Hi Jos, how are you finding these strange times?

There are drawbacks of course, but since I have been retired now for seven years, it should and does not make a difference in my dominant pastime, i.e. writing books about hearing and deafness in general. I submitted my latest book, Brain Oscillations, Synchrony and Plasticity: Basic Principles and Application to Auditory-Related Disorders on 1 May, to Academic Press and await the proofs [1]. One other drawback is the ‘COVID pounds’ due to less activity; I used to walk to my emeritus office (courtesy of the University of Calgary) which is on the 14th floor of the Education Tower with a splendid view of the Rocky Mountains. The walk is 30 minutes so, in total, that deprives me of a good one-hour brisk walk a day. In addition, I do not see my colleagues and miss the chats.

Going back to the beginning of your career, I believe that you originally worked in the audiology clinic as a physicist. What inspired you to make the move into research?

You are partially right; I did my PhD work in a lab of the ENT department of the Leiden University Hospital, so that was pure research. I defended my thesis, entitled ‘Time dependent properties of action potentials in the guinea pig cochlea’ in July 1972. One of my ENT friends, Dick Odenthal, noted that this could be applied directly to humans, and so the Leiden version of electrocochleography was born. I did up to 10 ECochGs a week, and you could call this clinical work, but it also had a very large research component - see our Acta Supplement [2]. A little later, I went on a sabbatical leave (1976-77) at the House Ear Institute in Los Angeles to learn ABRs and combine these with ECochGs in the detection of acoustic neuroma. This is where my nearly 40-year collaboration with Manny Don started. Our JASA papers from 1978 and later on derived and narrow-band ABRs are still heavily cited.

So, being educated as a physicist, the move was from pure research to more applied (clinical related) work. The experience in the Leiden ENT Department has had a life-long impact: although I start any new topic with basic research there is frequently a spin-off for clinical audiology.

For many years, tinnitus was a lonely field to research. What are your reflections on how the field has developed, and the research community that has grown?

For me it started at the the second International Tinnitus Symposium (ITS) which was held in New York City in 1983. I was, at that time, still living in the Netherlands and was invited to give a talk about physiological mechanisms of tinnitus. I had never studied tinnitus but had experienced it weekly in transient form, following shooting practice during my military service (1967-68). Thus, I had at least an idea of how it sounded and knew one aetiology and decided to talk about ‘Tinnitus: Some thoughts about its origin’. In hindsight, I made some comments that were relevant. After moving to Calgary in 1986, the first tinnitus conference that I attended was the fourth ITS held in Bordeaux, France, in 1991.

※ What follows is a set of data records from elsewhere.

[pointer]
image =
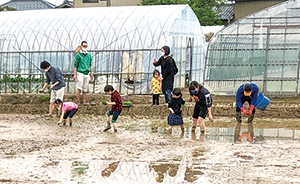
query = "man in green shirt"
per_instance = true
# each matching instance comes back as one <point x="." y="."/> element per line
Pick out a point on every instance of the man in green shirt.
<point x="82" y="71"/>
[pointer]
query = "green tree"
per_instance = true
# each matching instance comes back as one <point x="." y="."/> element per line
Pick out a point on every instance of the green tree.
<point x="207" y="11"/>
<point x="7" y="8"/>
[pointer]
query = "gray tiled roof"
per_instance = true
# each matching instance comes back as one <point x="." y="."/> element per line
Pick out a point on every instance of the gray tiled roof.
<point x="29" y="4"/>
<point x="227" y="12"/>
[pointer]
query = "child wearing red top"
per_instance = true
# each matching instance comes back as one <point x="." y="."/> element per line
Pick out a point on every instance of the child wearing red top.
<point x="68" y="109"/>
<point x="116" y="109"/>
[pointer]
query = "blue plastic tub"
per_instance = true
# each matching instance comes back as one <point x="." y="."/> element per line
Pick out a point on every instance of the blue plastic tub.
<point x="262" y="102"/>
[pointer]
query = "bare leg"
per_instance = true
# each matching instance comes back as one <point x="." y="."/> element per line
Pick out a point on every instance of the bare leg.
<point x="70" y="121"/>
<point x="84" y="96"/>
<point x="250" y="126"/>
<point x="170" y="129"/>
<point x="115" y="126"/>
<point x="194" y="124"/>
<point x="78" y="95"/>
<point x="238" y="125"/>
<point x="108" y="123"/>
<point x="182" y="129"/>
<point x="193" y="135"/>
<point x="51" y="107"/>
<point x="201" y="124"/>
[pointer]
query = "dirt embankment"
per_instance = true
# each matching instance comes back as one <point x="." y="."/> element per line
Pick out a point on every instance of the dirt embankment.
<point x="222" y="105"/>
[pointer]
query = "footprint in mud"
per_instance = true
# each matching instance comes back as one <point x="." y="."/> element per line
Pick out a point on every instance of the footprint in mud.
<point x="245" y="157"/>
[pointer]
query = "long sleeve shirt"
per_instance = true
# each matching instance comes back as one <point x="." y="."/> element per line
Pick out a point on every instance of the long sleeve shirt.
<point x="53" y="75"/>
<point x="240" y="95"/>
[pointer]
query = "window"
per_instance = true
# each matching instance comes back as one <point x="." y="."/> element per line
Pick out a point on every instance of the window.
<point x="90" y="1"/>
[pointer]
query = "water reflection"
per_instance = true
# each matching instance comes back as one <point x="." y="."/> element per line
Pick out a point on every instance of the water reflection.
<point x="119" y="172"/>
<point x="219" y="133"/>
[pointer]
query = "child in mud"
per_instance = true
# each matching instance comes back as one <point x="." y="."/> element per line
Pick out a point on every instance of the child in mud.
<point x="68" y="109"/>
<point x="116" y="109"/>
<point x="174" y="105"/>
<point x="156" y="87"/>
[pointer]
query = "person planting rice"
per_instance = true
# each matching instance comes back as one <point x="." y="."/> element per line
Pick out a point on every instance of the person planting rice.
<point x="116" y="109"/>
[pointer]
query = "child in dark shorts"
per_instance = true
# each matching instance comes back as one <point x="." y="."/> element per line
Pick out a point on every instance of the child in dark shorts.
<point x="68" y="109"/>
<point x="116" y="109"/>
<point x="174" y="105"/>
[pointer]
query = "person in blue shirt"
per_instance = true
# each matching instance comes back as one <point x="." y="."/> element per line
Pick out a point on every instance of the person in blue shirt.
<point x="247" y="92"/>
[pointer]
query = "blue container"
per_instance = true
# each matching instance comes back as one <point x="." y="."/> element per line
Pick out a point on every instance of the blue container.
<point x="262" y="102"/>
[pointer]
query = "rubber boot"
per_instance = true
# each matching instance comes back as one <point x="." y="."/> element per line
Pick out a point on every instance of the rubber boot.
<point x="249" y="138"/>
<point x="107" y="127"/>
<point x="193" y="128"/>
<point x="238" y="125"/>
<point x="182" y="130"/>
<point x="242" y="136"/>
<point x="250" y="127"/>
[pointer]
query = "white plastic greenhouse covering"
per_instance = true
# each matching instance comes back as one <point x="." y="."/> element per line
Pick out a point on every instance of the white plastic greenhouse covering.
<point x="122" y="40"/>
<point x="261" y="48"/>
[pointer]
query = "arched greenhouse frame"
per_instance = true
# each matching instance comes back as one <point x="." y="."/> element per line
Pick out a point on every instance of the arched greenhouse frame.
<point x="261" y="48"/>
<point x="123" y="42"/>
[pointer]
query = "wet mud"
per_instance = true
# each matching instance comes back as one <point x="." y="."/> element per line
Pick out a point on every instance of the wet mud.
<point x="33" y="149"/>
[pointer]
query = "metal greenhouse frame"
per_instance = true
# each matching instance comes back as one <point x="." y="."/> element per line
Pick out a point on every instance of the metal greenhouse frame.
<point x="261" y="48"/>
<point x="122" y="40"/>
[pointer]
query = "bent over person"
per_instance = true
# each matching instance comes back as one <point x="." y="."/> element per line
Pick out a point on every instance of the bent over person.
<point x="82" y="70"/>
<point x="246" y="93"/>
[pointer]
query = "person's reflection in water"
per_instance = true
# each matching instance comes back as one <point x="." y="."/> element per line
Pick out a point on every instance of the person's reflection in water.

At that time, I was still leaning more toward a peripheral than central origin of tinnitus. However, I became more and more convinced that the locus of tinnitus was in the brain. This may in part have been due to my changing research interest toward adult auditory cortical plasticity which led me to envision tinnitus as ‘maladaptive’ plasticity. We, strengthened by a series of Japanese postdocs, started by studying the effects of systemically applied salicylate on neural activity in cat auditory cortex. We were inspired by earlier studies of Jastreboff and colleagues showing that salicylate causes increased spontaneous firing rates (SFRs) in the inferior colliculus and that this correlated with the presence of tinnitus as deduced from behavioural tests in the same animals. Kentaro Ochi and Mutsumi Kenmochi, my first two postdocs, found a clear dose-related effect of the tinnitus-inducing drug, quinine, on neural correlation strength in cat primary auditory cortex (AI) but very little for salicylate. Salicylate and quinine present a straightforward way of inducing tinnitus in animals and humans, but the cure is to stop taking the drug, so it can hardly be a model for continuous tinnitus in humans.

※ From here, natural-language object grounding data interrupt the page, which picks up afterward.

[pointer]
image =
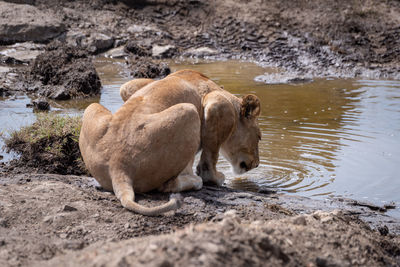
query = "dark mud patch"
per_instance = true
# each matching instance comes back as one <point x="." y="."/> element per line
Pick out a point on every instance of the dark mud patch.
<point x="140" y="63"/>
<point x="60" y="72"/>
<point x="70" y="221"/>
<point x="147" y="68"/>
<point x="50" y="145"/>
<point x="65" y="73"/>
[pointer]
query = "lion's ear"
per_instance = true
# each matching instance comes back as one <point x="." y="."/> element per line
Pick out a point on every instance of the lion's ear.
<point x="250" y="106"/>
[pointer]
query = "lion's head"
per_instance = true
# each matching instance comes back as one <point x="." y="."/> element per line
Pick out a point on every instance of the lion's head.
<point x="241" y="148"/>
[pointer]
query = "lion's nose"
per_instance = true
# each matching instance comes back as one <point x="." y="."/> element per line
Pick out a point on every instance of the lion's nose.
<point x="255" y="163"/>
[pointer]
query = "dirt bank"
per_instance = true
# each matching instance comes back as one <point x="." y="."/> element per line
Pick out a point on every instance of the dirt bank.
<point x="44" y="217"/>
<point x="313" y="38"/>
<point x="322" y="38"/>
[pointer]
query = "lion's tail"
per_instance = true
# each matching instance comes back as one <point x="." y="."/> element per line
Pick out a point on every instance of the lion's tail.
<point x="124" y="191"/>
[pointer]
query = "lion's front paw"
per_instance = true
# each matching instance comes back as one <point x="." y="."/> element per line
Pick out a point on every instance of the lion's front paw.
<point x="209" y="175"/>
<point x="219" y="178"/>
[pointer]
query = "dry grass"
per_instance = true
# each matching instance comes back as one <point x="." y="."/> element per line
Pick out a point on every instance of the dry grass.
<point x="51" y="144"/>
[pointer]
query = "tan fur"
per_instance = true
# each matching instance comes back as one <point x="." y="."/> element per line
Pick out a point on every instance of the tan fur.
<point x="151" y="141"/>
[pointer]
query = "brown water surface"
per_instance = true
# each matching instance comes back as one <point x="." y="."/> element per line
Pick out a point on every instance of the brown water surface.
<point x="328" y="137"/>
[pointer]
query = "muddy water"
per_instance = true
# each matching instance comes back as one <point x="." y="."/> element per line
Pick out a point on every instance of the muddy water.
<point x="324" y="138"/>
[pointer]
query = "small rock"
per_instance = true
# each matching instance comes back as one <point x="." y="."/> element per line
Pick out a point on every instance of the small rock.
<point x="165" y="51"/>
<point x="74" y="245"/>
<point x="48" y="219"/>
<point x="391" y="205"/>
<point x="98" y="42"/>
<point x="118" y="52"/>
<point x="40" y="104"/>
<point x="383" y="230"/>
<point x="300" y="220"/>
<point x="69" y="208"/>
<point x="60" y="93"/>
<point x="267" y="190"/>
<point x="136" y="49"/>
<point x="320" y="262"/>
<point x="22" y="23"/>
<point x="201" y="52"/>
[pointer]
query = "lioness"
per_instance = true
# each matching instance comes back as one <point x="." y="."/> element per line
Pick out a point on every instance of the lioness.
<point x="151" y="141"/>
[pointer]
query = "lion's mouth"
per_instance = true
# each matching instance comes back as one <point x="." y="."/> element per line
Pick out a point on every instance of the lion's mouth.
<point x="244" y="166"/>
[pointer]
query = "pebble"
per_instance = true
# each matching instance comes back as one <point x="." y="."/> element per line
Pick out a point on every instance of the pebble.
<point x="69" y="208"/>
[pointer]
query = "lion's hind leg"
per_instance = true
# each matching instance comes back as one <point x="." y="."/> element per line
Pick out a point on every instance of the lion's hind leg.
<point x="185" y="181"/>
<point x="131" y="87"/>
<point x="122" y="187"/>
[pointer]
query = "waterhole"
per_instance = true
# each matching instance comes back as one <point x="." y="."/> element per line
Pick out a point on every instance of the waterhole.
<point x="321" y="137"/>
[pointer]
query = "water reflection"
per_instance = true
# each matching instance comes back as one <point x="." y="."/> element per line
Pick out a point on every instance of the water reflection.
<point x="328" y="137"/>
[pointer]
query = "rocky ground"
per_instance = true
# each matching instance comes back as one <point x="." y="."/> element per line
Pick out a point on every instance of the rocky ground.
<point x="57" y="220"/>
<point x="48" y="219"/>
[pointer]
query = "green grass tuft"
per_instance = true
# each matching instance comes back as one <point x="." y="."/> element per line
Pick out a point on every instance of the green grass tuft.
<point x="51" y="144"/>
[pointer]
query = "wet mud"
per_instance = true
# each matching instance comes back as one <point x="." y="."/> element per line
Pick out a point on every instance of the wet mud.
<point x="65" y="220"/>
<point x="69" y="221"/>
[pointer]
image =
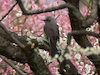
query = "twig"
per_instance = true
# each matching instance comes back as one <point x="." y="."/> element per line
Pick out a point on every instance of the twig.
<point x="12" y="37"/>
<point x="13" y="66"/>
<point x="8" y="11"/>
<point x="81" y="33"/>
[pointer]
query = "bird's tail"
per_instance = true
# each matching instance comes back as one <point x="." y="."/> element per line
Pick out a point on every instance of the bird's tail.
<point x="53" y="50"/>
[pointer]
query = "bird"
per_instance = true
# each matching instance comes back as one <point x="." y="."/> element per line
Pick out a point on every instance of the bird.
<point x="51" y="31"/>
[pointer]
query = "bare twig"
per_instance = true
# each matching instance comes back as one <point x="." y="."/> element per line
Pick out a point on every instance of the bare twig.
<point x="8" y="11"/>
<point x="13" y="66"/>
<point x="12" y="37"/>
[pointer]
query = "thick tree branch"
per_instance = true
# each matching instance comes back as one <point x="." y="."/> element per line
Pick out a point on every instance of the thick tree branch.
<point x="8" y="11"/>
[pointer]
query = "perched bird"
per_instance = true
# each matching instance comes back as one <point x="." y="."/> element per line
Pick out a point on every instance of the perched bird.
<point x="52" y="33"/>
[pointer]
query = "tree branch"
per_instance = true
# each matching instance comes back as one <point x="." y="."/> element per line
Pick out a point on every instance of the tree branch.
<point x="8" y="11"/>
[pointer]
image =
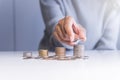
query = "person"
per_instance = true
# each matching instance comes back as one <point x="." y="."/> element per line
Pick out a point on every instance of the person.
<point x="95" y="23"/>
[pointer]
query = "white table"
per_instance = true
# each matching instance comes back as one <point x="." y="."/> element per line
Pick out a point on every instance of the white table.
<point x="101" y="65"/>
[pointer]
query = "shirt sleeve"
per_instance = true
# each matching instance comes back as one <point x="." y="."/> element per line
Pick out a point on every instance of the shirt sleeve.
<point x="111" y="25"/>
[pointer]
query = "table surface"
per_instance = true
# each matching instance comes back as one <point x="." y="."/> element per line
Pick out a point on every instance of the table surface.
<point x="99" y="66"/>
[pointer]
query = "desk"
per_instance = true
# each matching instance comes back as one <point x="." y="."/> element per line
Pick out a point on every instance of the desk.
<point x="101" y="65"/>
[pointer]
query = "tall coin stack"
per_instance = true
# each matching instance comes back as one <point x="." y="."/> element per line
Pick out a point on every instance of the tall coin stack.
<point x="43" y="53"/>
<point x="60" y="52"/>
<point x="78" y="51"/>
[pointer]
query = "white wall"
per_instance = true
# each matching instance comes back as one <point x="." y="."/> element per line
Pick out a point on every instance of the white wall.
<point x="29" y="24"/>
<point x="21" y="25"/>
<point x="6" y="25"/>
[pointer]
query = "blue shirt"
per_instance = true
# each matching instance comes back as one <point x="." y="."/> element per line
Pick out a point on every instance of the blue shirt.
<point x="100" y="18"/>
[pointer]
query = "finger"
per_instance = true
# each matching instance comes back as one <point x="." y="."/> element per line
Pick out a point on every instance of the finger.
<point x="68" y="28"/>
<point x="61" y="34"/>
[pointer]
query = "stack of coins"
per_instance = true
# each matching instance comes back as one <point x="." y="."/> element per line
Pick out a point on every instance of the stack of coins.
<point x="78" y="51"/>
<point x="27" y="55"/>
<point x="60" y="52"/>
<point x="43" y="53"/>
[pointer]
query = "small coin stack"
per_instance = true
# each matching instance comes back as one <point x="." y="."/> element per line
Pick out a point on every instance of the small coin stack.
<point x="27" y="55"/>
<point x="60" y="52"/>
<point x="43" y="53"/>
<point x="78" y="51"/>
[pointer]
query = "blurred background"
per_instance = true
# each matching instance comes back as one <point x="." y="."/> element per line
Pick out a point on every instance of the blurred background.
<point x="21" y="25"/>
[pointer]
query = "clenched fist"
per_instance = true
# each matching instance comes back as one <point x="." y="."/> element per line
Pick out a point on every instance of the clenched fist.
<point x="67" y="31"/>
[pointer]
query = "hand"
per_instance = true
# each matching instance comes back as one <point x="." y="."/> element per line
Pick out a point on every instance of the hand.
<point x="67" y="31"/>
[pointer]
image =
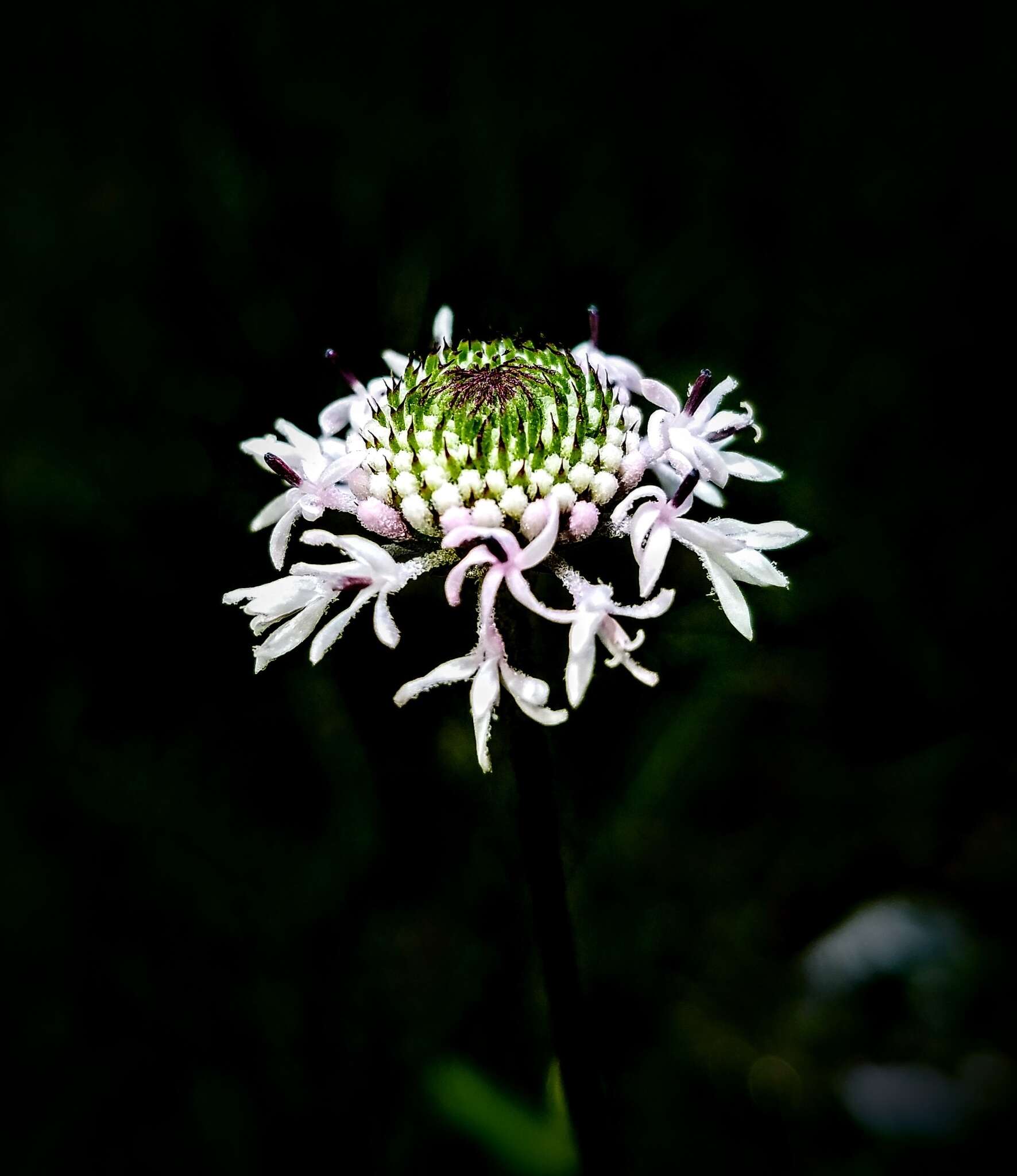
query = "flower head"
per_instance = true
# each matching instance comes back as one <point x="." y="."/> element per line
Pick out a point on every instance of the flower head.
<point x="494" y="459"/>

Masahiko Tomita and Satoshi Seki, and later Arnaud Noreña, started work in my lab on the immediate and late effects of noise exposure. Arnaud found that in the first few hours after a TTS producing exposure there were no changes in the SFRs of cortical neurons, whereas there was immediate increase in neural synchrony. Because tinnitus is present immediately after such exposures (115dB SPL for one hour), at least according to my own experiences, this suggested that increased spontaneous firing rates are not needed for transient tinnitus, but neural synchrony increases potentially are.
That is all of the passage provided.